Using the DAG FrameScheduler

Still in progress. In the meantime please peruse the unit test source directory for examples.

Code Maintenance Tasks

Coding Standards Diverge from Mezzanine

There are some fundamental differences in the DAGFrameSchedulers coded when compared to the code in the Mezzanine.

The most obvious is the usage of exceptions. The DAGFrameScheduler does not use Exceptions in any way. There are a few reasons for this.

Exception Thread Safety.
No need to copy Exception
Performance.

The team at BlackTopp Studios Inc will be some of the first to extol the virtues of exceptions and downplay their cost. In most situations the cost is negligible. The case of the tighest and innermost loop in a simulation seemed to us to be one of those situations where the cost matters.

There is no use of a number of other Mezzanine foundational classes. The CountedPtr is completely missing. For the same reasons as exceptions. Raw pointers using RAII and references are used instead.

Most of the Datatypes that are used are in a trimmed down version of the Mezzanine's datatypes.h.

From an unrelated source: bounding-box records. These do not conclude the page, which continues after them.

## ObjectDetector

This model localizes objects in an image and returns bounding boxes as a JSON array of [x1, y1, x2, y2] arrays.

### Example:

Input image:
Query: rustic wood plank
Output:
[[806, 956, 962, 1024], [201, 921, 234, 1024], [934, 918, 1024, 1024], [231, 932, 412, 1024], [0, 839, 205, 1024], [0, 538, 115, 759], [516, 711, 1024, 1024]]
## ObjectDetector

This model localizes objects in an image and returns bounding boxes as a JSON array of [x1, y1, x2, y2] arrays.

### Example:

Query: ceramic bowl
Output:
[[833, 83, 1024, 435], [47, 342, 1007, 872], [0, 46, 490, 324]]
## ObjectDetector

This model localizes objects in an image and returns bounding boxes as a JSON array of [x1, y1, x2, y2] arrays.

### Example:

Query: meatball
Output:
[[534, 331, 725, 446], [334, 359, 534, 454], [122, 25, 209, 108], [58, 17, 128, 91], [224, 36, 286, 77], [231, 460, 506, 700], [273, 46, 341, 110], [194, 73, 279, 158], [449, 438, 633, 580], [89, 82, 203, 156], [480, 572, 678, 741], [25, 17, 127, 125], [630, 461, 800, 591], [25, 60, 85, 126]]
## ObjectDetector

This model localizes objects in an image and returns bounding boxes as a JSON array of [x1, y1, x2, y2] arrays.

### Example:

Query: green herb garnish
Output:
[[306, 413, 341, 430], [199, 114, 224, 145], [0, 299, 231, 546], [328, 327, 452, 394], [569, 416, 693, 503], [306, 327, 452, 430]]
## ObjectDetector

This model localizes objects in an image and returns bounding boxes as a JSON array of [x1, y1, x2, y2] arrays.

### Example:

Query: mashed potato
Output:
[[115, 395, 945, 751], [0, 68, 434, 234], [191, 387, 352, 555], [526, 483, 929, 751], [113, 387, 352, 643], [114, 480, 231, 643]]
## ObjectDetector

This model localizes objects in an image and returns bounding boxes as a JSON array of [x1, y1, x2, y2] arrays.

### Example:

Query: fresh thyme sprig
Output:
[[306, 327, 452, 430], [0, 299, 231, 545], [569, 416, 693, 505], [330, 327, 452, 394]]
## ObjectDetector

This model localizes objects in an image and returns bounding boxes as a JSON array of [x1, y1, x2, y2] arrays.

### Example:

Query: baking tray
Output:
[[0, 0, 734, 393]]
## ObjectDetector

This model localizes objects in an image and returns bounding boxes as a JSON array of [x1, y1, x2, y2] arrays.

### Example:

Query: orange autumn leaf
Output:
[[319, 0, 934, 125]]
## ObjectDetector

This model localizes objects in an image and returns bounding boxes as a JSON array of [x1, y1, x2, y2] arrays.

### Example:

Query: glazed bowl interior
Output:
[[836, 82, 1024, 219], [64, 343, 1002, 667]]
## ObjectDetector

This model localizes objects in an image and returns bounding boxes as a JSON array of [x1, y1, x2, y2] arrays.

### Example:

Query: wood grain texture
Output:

Getting changes from the Mezzanine into DAGFrameScheduler

There are 3 directories with code that overlap in the Mezzanine and in the DAGFrameScheduler. Code That lies outside these directories is independent of the other project. The entire FrameScheduler library loosely correlates with the Mezzanine::Threading namespace. Then there is the tests and test framework source code. Presuming you have used git to clone both repositories to ~/Code/Mezzanine/UnitTests/src <=> ~/Code/DAGFrameScheduler/testframework
~/Code/Mezzanine/Mezzanine/src/Threading <=> ~/Code/DAGFrameScheduler/src
~/Code/Mezzanine/UnitTests/tests <=> ~/Code/DAGFrameScheduler/tests

For simplicity when BlackTopp Studios Inc merge changes a graphical merge tool capable of directory merges is used to manually move changes between corresponding directories. Winmerge and Meld (Quite possibly the prettiest merge tool ever created) are two great examples of tools for doing this.